The spent mash is folded into the pig feed to comprise 20 percent of the ingredients, as advised by a swine nutrition specialist.
The pigs seem to like it, digging into their feed with happy grunts and snorts.
“It smells very good, almost like candy,” Templeton Rye Spirits founder and president Scott Bush said.
The distillery has chosen the Duroc pig to test out the new feed, a breed known for its distinctive auburn winter coat, succulence and heavy muscling.
Bush said the pigs were nearly at their ideal weight for human consumption — 95kg — with just a few weeks to go before heading to the slaughterhouse.
“How much mash is going to affect that taste [of the pork], we don’t know yet,” he said.
The possibility that a whiff of whiskey will arise from ham, ribs or chops has whetted the appetites of scores of pork lovers, as evidenced in the 200 orders from four countries that the distillery has already received, some of which were accompanied by long letters explaining why the customer desired one of the pigs.
The swine will be “shipped with head and feet” to customers for US$699 per animal, Bush said.
Aron Mackevicius, the executive chef at the 7M Grill in Omaha, Nebraska, is one of them. He enthusiastically described how he plans to cut up the pig and create a special menu with the meat, from appetizer to dessert.
“My family has a bakery and one of the specialties is the bacon bun,” he said.

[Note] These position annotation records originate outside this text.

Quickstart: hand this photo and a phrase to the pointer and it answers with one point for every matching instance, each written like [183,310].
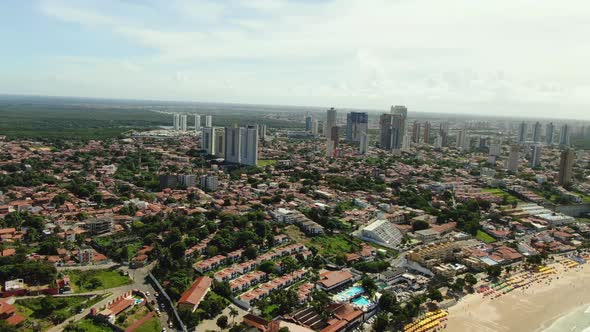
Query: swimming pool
[361,301]
[349,293]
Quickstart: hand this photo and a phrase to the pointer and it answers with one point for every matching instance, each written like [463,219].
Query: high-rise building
[537,132]
[535,156]
[330,121]
[315,128]
[462,141]
[187,180]
[262,132]
[219,137]
[495,149]
[444,133]
[356,123]
[566,165]
[197,122]
[513,158]
[549,133]
[364,143]
[332,143]
[427,127]
[416,132]
[393,128]
[183,122]
[522,132]
[176,122]
[209,182]
[308,122]
[208,140]
[241,145]
[564,135]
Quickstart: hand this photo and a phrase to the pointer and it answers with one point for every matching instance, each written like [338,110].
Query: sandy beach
[532,309]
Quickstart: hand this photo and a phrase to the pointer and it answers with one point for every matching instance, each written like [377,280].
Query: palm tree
[233,313]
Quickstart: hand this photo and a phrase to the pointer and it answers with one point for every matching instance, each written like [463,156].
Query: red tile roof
[196,292]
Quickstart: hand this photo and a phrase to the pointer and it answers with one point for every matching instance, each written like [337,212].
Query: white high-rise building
[197,122]
[522,132]
[363,143]
[183,122]
[241,145]
[564,135]
[330,122]
[208,140]
[176,122]
[537,132]
[535,156]
[549,133]
[513,158]
[315,127]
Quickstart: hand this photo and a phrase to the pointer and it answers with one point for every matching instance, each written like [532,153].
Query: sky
[500,57]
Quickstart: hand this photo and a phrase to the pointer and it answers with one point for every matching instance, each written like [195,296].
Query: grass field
[501,193]
[266,162]
[151,325]
[484,237]
[88,325]
[334,244]
[91,280]
[37,314]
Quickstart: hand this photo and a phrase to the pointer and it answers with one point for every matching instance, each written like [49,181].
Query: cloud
[360,52]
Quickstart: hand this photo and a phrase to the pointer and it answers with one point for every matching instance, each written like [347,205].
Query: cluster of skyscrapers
[549,138]
[180,122]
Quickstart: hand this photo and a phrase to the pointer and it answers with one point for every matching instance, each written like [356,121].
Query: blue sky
[505,57]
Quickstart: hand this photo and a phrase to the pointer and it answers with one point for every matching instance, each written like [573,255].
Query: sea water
[576,321]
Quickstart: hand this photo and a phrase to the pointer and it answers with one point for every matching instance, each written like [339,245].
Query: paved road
[211,324]
[140,282]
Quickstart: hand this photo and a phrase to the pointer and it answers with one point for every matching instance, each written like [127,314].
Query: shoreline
[534,309]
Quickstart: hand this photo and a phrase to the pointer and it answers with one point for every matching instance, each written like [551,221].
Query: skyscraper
[176,122]
[219,137]
[241,145]
[364,143]
[564,135]
[356,123]
[393,128]
[513,157]
[416,132]
[535,156]
[427,132]
[522,132]
[391,136]
[262,132]
[183,122]
[549,133]
[315,127]
[462,141]
[330,121]
[566,164]
[332,144]
[197,122]
[308,122]
[330,125]
[208,140]
[444,133]
[537,132]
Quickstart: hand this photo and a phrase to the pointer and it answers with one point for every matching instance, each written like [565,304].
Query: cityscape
[294,166]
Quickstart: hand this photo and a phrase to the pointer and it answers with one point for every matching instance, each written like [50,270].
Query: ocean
[576,321]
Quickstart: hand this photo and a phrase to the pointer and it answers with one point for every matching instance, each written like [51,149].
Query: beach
[534,309]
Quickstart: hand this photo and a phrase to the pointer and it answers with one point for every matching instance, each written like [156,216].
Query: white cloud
[367,53]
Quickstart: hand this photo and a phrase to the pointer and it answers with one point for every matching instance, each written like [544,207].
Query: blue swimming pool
[361,301]
[349,293]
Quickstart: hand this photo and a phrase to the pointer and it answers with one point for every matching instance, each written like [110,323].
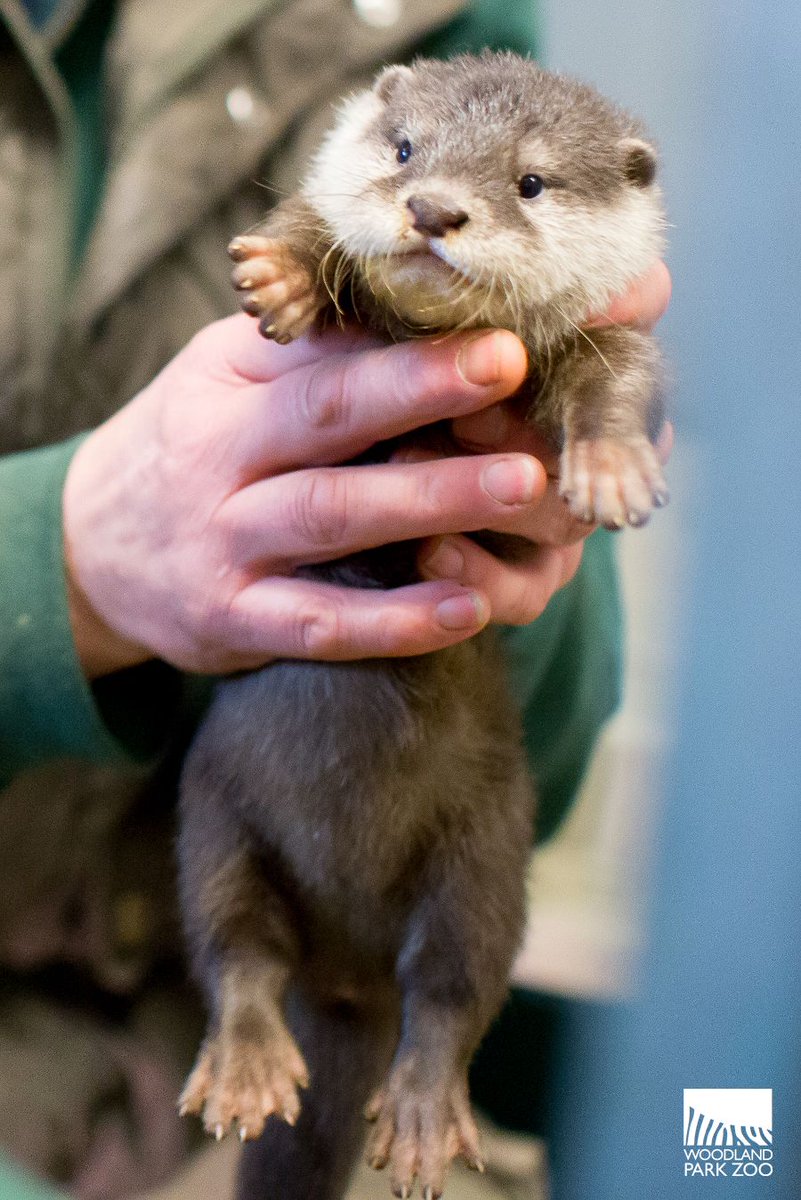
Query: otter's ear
[389,79]
[639,161]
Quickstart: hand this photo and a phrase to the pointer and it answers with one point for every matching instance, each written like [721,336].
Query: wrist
[100,649]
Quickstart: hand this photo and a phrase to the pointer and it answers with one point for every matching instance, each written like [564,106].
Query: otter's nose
[434,217]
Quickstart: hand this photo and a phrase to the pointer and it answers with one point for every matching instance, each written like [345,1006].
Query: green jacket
[101,286]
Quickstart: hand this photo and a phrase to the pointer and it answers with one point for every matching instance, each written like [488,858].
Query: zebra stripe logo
[728,1116]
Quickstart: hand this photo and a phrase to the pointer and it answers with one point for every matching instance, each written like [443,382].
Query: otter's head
[471,191]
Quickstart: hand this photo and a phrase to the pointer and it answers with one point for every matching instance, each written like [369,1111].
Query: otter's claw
[275,287]
[612,483]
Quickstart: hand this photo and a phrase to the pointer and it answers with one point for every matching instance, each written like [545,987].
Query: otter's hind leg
[453,973]
[348,1050]
[244,948]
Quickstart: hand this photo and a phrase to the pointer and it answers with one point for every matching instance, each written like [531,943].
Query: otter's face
[473,191]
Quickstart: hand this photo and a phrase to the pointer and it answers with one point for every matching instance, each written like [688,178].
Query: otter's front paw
[419,1131]
[613,483]
[275,287]
[244,1080]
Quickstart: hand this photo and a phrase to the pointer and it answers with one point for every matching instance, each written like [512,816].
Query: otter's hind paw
[419,1132]
[273,287]
[613,483]
[242,1081]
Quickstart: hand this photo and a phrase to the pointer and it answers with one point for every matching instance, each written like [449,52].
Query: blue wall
[720,85]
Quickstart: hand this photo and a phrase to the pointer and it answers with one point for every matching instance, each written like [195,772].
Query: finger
[642,305]
[324,514]
[504,427]
[235,342]
[305,619]
[517,592]
[336,407]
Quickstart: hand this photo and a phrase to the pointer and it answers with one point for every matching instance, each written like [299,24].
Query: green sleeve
[47,707]
[565,672]
[16,1185]
[493,24]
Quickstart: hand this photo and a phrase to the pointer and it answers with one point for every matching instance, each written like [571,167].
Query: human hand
[518,592]
[186,514]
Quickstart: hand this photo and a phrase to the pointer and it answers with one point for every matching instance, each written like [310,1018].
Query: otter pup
[355,835]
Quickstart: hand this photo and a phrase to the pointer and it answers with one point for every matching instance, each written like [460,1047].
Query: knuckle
[319,630]
[320,508]
[323,397]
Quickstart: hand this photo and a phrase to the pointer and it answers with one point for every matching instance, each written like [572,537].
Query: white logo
[728,1132]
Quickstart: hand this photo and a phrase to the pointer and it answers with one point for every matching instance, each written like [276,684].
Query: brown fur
[355,835]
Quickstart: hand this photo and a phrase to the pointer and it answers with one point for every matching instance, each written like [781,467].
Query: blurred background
[667,911]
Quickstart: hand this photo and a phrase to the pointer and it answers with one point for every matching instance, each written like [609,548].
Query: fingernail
[511,480]
[446,561]
[479,361]
[468,611]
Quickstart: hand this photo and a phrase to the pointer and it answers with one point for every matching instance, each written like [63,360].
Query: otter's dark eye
[531,186]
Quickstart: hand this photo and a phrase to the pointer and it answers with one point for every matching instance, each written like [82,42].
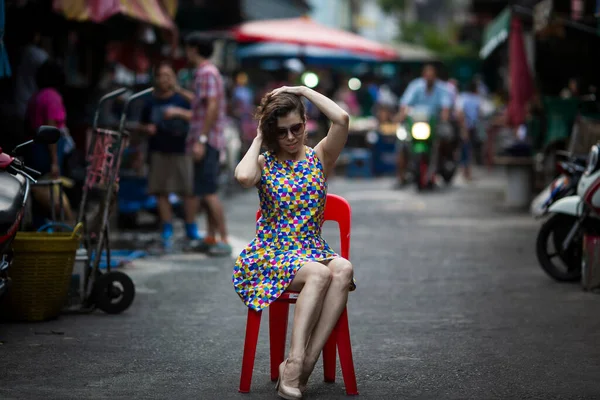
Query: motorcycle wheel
[448,171]
[556,229]
[421,173]
[113,292]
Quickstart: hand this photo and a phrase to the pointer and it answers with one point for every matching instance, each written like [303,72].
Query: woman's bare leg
[312,281]
[333,306]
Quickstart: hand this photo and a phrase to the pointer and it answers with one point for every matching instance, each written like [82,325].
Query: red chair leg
[252,330]
[329,357]
[345,351]
[278,320]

The chef said he hoped the pig “has a bit of a rye flavor” that will make it unique.
“When I first heard about the project I was excited that somebody was taking such a bold move, a very intriguing concept,” Mackevicius said.

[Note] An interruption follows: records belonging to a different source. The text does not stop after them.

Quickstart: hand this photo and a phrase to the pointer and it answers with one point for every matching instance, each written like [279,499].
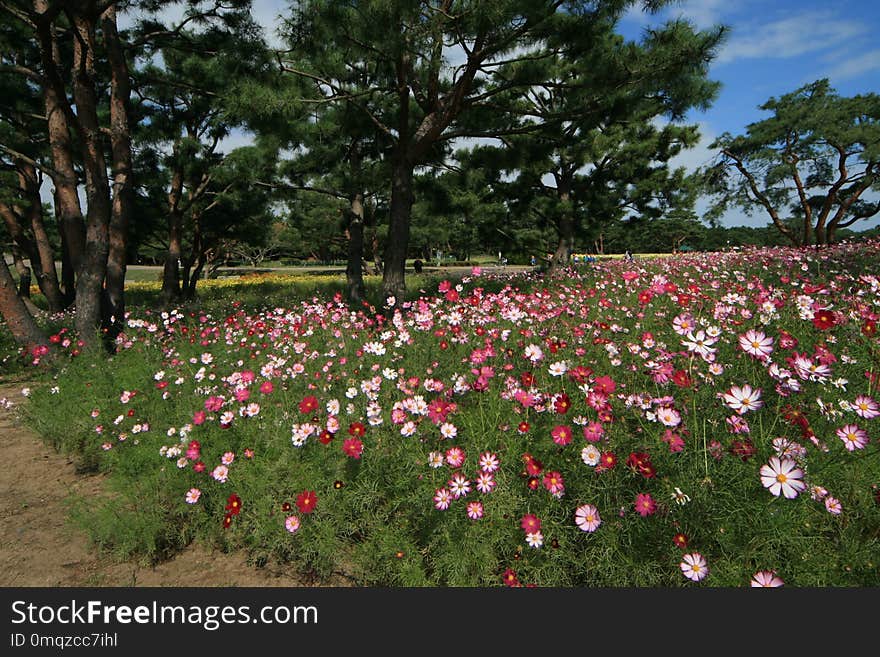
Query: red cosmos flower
[233,505]
[353,447]
[787,341]
[607,461]
[641,462]
[307,501]
[533,465]
[553,482]
[561,434]
[604,385]
[580,374]
[308,405]
[823,319]
[562,403]
[530,523]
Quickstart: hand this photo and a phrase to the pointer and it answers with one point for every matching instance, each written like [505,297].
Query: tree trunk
[120,142]
[22,326]
[562,255]
[23,271]
[42,257]
[393,277]
[354,272]
[64,177]
[93,265]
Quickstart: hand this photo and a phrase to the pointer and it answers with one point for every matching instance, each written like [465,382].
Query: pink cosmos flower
[442,499]
[455,457]
[756,343]
[645,504]
[853,437]
[553,482]
[743,399]
[782,477]
[587,518]
[865,407]
[485,482]
[292,524]
[766,579]
[489,462]
[833,506]
[459,485]
[530,523]
[220,473]
[593,432]
[561,434]
[475,510]
[693,566]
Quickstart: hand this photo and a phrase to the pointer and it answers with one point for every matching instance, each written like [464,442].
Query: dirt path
[39,548]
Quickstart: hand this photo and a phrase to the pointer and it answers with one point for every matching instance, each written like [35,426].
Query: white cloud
[698,156]
[790,37]
[856,66]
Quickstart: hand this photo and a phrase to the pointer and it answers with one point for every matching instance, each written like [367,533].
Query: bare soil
[39,548]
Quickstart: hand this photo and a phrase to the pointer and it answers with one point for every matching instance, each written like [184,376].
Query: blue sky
[772,48]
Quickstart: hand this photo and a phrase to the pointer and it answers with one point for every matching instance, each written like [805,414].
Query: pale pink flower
[694,567]
[766,579]
[782,477]
[587,518]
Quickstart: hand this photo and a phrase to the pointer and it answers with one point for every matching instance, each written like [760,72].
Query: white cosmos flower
[783,477]
[743,399]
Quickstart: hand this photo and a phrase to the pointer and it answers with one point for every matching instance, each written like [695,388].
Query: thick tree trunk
[22,326]
[23,271]
[562,255]
[64,177]
[171,272]
[354,272]
[93,266]
[120,142]
[393,277]
[42,257]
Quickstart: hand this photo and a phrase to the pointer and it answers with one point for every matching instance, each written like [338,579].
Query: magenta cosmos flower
[782,477]
[645,504]
[756,343]
[866,407]
[587,518]
[853,437]
[766,579]
[693,566]
[743,399]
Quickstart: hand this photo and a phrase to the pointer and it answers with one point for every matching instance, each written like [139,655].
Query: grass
[462,348]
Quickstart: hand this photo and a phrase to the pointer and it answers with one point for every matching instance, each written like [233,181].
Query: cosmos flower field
[703,420]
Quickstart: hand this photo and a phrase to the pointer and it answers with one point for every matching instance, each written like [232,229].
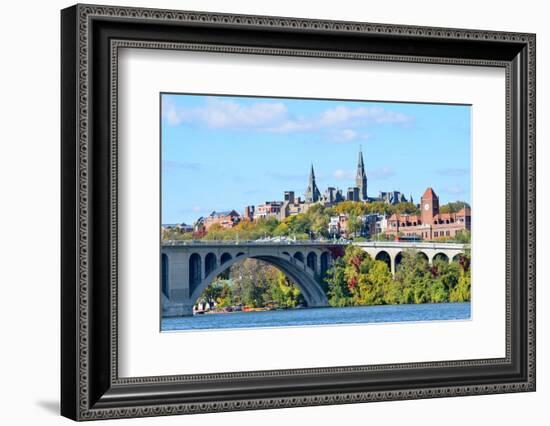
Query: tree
[338,291]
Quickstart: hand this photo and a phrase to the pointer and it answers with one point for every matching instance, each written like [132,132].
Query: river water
[321,316]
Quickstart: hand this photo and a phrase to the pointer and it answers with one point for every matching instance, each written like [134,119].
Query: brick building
[430,224]
[226,219]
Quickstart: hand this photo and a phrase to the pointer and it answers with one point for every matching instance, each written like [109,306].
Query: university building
[430,224]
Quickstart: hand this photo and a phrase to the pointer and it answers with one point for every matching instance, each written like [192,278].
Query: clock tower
[429,206]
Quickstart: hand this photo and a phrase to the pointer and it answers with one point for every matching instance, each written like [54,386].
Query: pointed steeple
[312,193]
[361,177]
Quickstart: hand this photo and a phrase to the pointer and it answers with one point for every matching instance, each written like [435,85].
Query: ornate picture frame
[91,37]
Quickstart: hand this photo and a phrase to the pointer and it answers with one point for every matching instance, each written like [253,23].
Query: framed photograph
[263,212]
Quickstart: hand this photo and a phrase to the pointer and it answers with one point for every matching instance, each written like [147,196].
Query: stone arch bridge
[187,268]
[391,252]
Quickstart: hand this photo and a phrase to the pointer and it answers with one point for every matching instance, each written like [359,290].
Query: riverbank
[322,316]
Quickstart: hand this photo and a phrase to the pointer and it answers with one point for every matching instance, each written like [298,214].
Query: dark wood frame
[90,386]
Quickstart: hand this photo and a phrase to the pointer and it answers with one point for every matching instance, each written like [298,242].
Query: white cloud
[454,190]
[222,113]
[343,174]
[455,172]
[380,173]
[273,116]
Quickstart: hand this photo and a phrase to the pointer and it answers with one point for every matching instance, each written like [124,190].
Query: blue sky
[226,152]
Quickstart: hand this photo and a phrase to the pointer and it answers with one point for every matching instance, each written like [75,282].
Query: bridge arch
[312,260]
[299,256]
[210,263]
[297,271]
[195,275]
[440,257]
[226,257]
[423,255]
[325,263]
[385,257]
[398,258]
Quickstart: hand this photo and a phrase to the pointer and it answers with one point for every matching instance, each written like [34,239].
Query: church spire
[312,193]
[361,177]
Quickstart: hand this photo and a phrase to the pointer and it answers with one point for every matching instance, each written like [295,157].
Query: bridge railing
[413,244]
[253,242]
[373,244]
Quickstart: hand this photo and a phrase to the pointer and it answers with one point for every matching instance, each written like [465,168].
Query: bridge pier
[186,280]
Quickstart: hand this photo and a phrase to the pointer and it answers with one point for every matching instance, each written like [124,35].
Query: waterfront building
[430,224]
[392,197]
[226,219]
[268,209]
[249,213]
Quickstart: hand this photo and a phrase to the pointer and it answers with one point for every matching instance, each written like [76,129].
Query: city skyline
[245,151]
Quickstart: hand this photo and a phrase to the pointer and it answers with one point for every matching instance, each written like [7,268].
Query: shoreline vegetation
[354,279]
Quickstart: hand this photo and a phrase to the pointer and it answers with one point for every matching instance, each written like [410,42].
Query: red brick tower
[429,206]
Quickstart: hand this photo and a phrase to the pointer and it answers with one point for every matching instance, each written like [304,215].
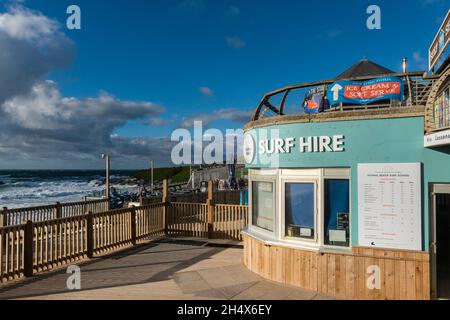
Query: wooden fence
[37,246]
[10,217]
[34,247]
[222,197]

Bush said the idea sprang up one night as the team chatted over glasses of Templeton Rye.
“All of us are from Iowa” — the No. 1 pork producing state in the country — “but we also go all around the country to these gastro-culinary events, and the culinary world is still dominated by wine, but it is changing, especially with whiskey,” Bush said. “The idea was that we are going to ask chefs to pair the pigs with cocktails of Templeton Rye.”
Their whiskey is based on the recipe used by bootleggers in the tiny town of Templeton during the Prohibition era, the nearly 14-year period when alcoholic beverages were banned nationwide starting in 1920.
Templeton Rye was the drink of choice of Chicago mobster and bootlegger Al Capone, Bush said.
“As it was illegal, there are not a lot of documents, but a lot of oral history,” he said, including from Capone’s great-niece. “Capone mostly sold Canadian whiskey, but what he was drinking with friends was Templeton Rye.”
It is this heritage the distillery wants to share by extending it through the pigs-to-plate project.
The project is “break-even for the company,” but above all, it is “more of an experiment,” Bush said, leaving the door open to repeating the innovation.